Meta-regression showed that the outcomes did not differ between retrospective and prospective studies, studies with blinded review and studies that did not report whether they blinded the PET/CT assessment, or studies that used PFS or EFS as outcome measure. A statistically significant higher HR was found for studies with a combination of integrated PET/CT- and PET standalone systems compared to studies with integrated PET/CT systems only (HR 4.39 vs 2.85, P =0.0332) and a trend towards a higher HR in studies with 80–99% DLBCL compared to studies with 100% DLBCL (P =0.0577). Prespecified subgroups for different types of treatments and FDG-PET scoring systems showed no statistically significant differences (Supplemental Table 3). For the subgroups “availability of baseline PET or CT” and “central or local review procedure”, insufficient information was reported to perform these analyses. Risk of publication bias as assessed with a Funnel plot was low (Supplemental Fig. 1).

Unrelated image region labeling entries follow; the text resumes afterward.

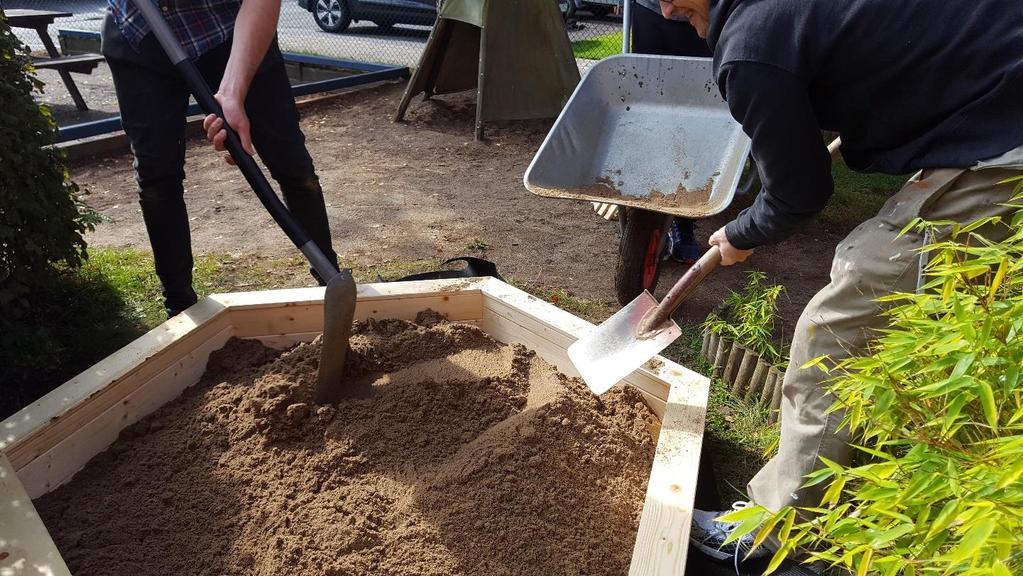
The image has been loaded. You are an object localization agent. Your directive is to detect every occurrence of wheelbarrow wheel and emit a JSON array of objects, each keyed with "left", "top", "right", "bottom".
[{"left": 615, "top": 208, "right": 672, "bottom": 306}]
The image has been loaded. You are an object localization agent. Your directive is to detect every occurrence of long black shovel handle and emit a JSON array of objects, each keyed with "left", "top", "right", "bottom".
[
  {"left": 133, "top": 0, "right": 338, "bottom": 281},
  {"left": 637, "top": 246, "right": 721, "bottom": 334}
]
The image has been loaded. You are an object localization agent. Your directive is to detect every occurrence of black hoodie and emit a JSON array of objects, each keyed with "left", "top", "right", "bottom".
[{"left": 707, "top": 0, "right": 1023, "bottom": 249}]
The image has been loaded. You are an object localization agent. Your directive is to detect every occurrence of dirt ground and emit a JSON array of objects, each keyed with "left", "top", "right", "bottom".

Nineteen studies had data available for the calculation of PPV, NPV, sensitivity, and specificity of interim PET for prediction of two-year-PFS or -EFS. For one study we could not extract or calculate the diagnostic measures [48]. PPV and NPV ranged from 20 to 74% and 64 to 95%, respectively. Sensitivity and specificity ranged from 33 to 87% and 49 to 94%, respectively (Table 3, Supplemental Fig. 2).